Lupus retinopathy is one of the most common vision-threatening complications of systemic lupus erythematosus with an incidence of up to 29% in patients with active systemic disease.4 Posterior segment finding is not an uncommon finding in systemic lupus erythematosus.10 Ocular fundus is the only part of the human body where small vessels can be directly observed and lupus retinopathy reflects systemic vascular damage.11 It is unfortunate that ocular manifestations have not been included in the diagnostic scoring systems for establishing the clinical diagnosis of systemic lupus erythematosus. All cases of lupus should be evaluated for ocular involvement to detect potentially treatable and preventable complications of the disease.12 The most common pattern of retinopathy is microangiopathy similar to diabetic and hypertensive retinopathy. Earlier findings were small intraretinal hemorrhages and cotton wool spots.13 Similar to these studies, the patient in this study also had multiple intraretinal hemorrhages, cotton wool spots, hard exudates, and macular edema. Macular edema is rare, but it may be present in severe lupus retinopathy. The arteriolar attenuation is severe in preeclampsia and there is marked resolution of symptoms after termination of pregnancy. In this case the macular edema persisted despite immunosuppressive and termination of pregnancy.
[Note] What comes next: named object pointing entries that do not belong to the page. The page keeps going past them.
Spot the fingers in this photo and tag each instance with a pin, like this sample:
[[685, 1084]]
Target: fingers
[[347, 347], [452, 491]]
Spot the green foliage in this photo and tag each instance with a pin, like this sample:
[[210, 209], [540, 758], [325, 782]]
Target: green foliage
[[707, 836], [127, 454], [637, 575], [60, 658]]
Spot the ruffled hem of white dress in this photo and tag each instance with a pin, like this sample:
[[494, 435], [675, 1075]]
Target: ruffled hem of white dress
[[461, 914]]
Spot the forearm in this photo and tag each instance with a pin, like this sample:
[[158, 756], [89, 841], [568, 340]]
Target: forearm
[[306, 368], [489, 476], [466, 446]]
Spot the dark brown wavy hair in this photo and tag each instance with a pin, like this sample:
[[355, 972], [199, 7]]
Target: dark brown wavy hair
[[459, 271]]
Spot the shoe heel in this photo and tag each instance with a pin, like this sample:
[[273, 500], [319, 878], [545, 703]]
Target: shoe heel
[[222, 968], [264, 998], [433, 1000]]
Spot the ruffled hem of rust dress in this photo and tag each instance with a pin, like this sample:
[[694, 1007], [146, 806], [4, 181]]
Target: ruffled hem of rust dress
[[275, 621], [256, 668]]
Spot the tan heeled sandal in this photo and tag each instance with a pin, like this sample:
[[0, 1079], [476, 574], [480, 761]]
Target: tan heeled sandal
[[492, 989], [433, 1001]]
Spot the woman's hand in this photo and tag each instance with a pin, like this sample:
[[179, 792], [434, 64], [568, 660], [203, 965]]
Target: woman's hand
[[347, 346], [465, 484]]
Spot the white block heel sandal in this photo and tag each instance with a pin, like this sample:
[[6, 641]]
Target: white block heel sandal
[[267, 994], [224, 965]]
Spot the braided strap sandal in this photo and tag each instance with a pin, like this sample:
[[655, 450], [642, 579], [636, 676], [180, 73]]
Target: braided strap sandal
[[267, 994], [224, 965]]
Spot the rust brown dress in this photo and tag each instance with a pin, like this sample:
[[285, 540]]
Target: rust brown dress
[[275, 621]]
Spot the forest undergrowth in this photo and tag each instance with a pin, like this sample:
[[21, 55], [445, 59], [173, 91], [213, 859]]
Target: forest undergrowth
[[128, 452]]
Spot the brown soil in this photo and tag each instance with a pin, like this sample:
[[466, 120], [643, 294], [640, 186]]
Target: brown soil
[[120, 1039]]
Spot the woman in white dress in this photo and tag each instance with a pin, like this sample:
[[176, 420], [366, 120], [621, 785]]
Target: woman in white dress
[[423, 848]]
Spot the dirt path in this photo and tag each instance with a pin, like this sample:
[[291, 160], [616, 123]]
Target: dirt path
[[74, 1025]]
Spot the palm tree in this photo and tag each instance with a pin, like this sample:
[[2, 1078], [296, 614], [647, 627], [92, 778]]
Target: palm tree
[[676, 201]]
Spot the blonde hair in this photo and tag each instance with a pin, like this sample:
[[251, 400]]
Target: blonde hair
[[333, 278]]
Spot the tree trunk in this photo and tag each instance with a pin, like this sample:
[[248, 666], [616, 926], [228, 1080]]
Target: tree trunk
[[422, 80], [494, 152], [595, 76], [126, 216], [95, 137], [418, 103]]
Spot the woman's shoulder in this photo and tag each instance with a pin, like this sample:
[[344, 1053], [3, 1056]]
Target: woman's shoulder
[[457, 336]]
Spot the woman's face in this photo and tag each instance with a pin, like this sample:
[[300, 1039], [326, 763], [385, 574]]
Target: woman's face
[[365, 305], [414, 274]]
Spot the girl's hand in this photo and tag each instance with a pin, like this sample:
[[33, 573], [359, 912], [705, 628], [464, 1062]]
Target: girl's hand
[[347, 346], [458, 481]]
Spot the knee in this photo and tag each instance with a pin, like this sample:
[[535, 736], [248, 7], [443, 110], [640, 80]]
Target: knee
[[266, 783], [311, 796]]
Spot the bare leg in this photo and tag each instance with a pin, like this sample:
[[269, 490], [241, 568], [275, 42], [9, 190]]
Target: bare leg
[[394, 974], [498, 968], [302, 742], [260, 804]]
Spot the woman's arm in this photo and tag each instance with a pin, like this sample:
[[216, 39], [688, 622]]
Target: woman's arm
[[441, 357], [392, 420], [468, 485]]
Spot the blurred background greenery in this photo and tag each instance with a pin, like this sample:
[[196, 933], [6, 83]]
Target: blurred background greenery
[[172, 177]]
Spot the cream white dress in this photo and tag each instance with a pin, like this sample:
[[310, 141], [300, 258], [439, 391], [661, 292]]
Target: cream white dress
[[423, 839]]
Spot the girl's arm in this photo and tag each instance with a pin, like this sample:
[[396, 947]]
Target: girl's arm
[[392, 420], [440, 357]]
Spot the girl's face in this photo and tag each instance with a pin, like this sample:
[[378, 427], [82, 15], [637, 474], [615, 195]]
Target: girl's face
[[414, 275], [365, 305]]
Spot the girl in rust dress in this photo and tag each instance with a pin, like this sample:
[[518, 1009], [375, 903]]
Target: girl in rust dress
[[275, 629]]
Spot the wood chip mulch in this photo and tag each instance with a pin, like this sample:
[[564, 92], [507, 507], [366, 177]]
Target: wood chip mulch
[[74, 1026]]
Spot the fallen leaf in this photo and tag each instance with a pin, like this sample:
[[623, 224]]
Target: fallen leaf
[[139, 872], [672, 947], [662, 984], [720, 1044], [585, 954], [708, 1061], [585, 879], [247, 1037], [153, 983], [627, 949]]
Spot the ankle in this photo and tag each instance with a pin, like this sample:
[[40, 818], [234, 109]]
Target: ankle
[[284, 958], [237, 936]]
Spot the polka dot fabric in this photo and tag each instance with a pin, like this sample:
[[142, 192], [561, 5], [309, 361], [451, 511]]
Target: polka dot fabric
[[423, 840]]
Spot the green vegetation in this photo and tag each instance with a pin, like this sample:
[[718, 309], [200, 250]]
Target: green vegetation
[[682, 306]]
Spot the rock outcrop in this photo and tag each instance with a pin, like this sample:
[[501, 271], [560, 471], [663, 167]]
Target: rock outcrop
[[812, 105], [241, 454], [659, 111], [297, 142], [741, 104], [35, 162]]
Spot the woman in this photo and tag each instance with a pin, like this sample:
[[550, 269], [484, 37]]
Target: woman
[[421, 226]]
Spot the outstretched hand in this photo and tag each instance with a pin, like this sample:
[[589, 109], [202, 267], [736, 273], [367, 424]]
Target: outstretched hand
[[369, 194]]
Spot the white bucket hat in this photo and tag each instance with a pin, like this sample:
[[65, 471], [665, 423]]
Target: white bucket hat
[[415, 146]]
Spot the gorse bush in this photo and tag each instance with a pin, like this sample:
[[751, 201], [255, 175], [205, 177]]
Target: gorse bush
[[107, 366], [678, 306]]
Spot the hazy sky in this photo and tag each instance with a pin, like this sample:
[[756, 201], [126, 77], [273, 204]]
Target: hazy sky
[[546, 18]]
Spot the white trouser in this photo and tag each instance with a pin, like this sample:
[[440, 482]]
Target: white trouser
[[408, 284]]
There are studies on combined intravitreal dexamethasone implant with intravitreal bevacizumab for treating macular edema caused by diabetes, central retinal vein occlusion, and branch retinal vein occlusion.14 A combination of dexamethasone implant and bevacizumab therapy injected simultaneously is synergistic in increasing visual acuity, decreasing the retinal thickness, and lengthening the time between injections as compared with either medication alone.6 However, dexamethasone implant was not preferred in our scenario due to the high costs associated with it. Consequently, our patient received a simultaneous injection of intravitreal bevacizumab 0.025 mL (0.625g) with intravitreal injection of dexamethasone 0.05 mL (0.2 mg) and had a dramatic reduction in macular edema, retinal hemorrhage, and hard exudates. Instead of dexamethasone implant, we injected 0.05 mL (0.2 mg) of dexamethasone injection and 0.025 mL (0.625 mg) bevacizumab and repeated at an interval of one week. This combination had significant improvement in visual outcome and resolution of retinal edema and hemorrhage without significant rise in intraocular pressure.
This case would be a unique case of lupus retinopathy receiving combined intravitreal injection of bevacizumab and dexamethasone with promising results. This could be beneficial in a set up where the patients cannot afford intraocular steroid implants.
Lupus retinopathy is a sight-threatening condition and is an indicator of active disease of systemic lupus retinopathy. Combined intravitreal bevacizumab and intravitreal dexamethasone has promising results in the management of lupus retinopathy with macular edema without a significant rise in intraocular pressure.
Ethical approval was taken from the Institutional review board of Institute of Medicine, Tribhuvan University. Written informed consent was taken from the patient for having the case details and accompanying images published.
The authors report no financial interest/support and no conflicts of interest in this work.